Anthropic Claude Mythos cyber capabilities advance rapidly in new AISI tests

A A
Resize

Anthropic’s Claude Mythos, which the company claims is too powerful for general release, appears to have gained new capabilities.

In a Wednesday blog post, the UK AI Security Institute (AISI) reported testing a newer version of Mythos that outperformed its earlier versions and OpenAI’s GPT-5.5, just a month after Mythos’ initial launch.

“The newer Mythos Preview checkpoint completed both our cyber ranges, solving the range ‘The Last Ones’ in 6 of 10 attempts and the previously unsolved ‘Cooling Tower’ in 3 of 10,” the blog noted. “This was the first time a model completed the second of our two cyber ranges.”

When Anthropic announced Mythos Preview and Project Glasswing—the cybersecurity testing alliance with rival AI labs and companies—last month, AISI found that the model “represents a step up over previous frontier models in a landscape where cyber performance was rapidly advancing.”

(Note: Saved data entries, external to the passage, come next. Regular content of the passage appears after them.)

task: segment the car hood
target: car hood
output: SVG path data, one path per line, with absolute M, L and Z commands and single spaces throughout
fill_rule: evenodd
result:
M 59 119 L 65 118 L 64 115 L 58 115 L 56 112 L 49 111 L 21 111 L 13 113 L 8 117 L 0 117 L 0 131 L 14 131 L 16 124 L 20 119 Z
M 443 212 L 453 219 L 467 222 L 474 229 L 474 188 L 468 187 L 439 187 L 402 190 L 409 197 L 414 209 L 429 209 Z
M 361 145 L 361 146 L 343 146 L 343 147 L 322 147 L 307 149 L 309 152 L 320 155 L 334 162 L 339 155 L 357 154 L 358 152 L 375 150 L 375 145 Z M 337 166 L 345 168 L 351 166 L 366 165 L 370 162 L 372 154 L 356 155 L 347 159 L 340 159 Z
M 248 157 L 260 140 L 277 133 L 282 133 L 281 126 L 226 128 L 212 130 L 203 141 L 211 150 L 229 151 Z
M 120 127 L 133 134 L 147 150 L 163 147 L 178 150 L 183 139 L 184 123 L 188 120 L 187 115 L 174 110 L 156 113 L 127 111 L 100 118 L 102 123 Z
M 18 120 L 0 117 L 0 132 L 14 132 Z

This third-party assessment balanced claims spanning from Mythos being merely marketing hype to indicating a major shift in AI capabilities. The truth likely lies somewhere in between.

The updated tests also show that improvements aren’t limited to new model releases but can occur within versions.

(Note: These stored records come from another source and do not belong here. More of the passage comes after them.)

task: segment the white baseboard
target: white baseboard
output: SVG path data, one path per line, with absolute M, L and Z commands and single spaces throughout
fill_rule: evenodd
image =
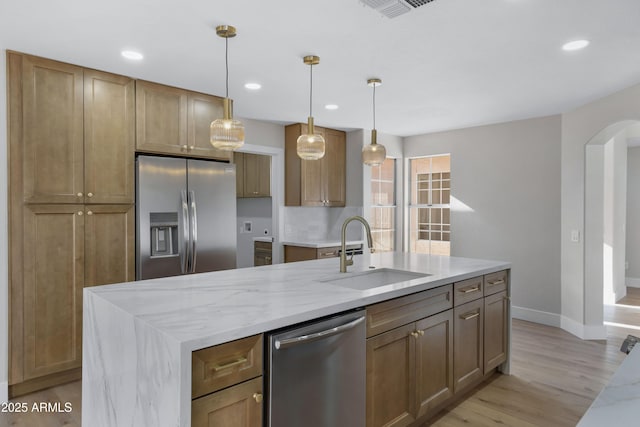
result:
M 0 383 L 0 402 L 9 401 L 9 383 L 3 381 Z
M 625 284 L 630 288 L 640 288 L 640 279 L 637 277 L 625 277 Z
M 527 322 L 540 323 L 547 326 L 560 327 L 560 315 L 555 313 L 549 313 L 547 311 L 533 310 L 526 307 L 511 307 L 511 317 L 520 320 L 526 320 Z
M 562 316 L 560 327 L 582 340 L 604 340 L 607 338 L 607 327 L 604 325 L 583 325 L 573 319 Z

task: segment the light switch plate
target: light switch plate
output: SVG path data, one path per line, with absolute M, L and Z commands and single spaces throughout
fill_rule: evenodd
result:
M 576 243 L 580 241 L 580 230 L 571 230 L 571 241 Z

AISI highlighted that AI models are rapidly improving at handling cyber tasks, which has serious cybersecurity implications, given Mythos’ proficiency in identifying software vulnerabilities.

Read More: OpenAI says no user data breached after security issue with open-source library

They noted that the speed of cyber task completion has doubled every 4.7 months since late 2024, faster than their November 2025 estimate of 8 months. This trend was exceeded by Mythos and GPT-5.5, though it’s uncertain whether this acceleration will continue or if these models are exceptions. The tests were limited to tasks of 2.5 million tokens, which helps compare performance but underrepresents what these models can achieve.

Due to high success rates on short tasks, the upper error bounds are large, and the models might perform significantly better beyond the token limit, making performance difficult to quantify. Larger token capacities and more complex agent infrastructures would likely further enhance capabilities.

The blog concludes that a 2.5 million-token limit is relatively low—using up to 100 million tokens in experiments—and that performance could improve with higher token budgets, especially for recent models that benefit most from increased context length.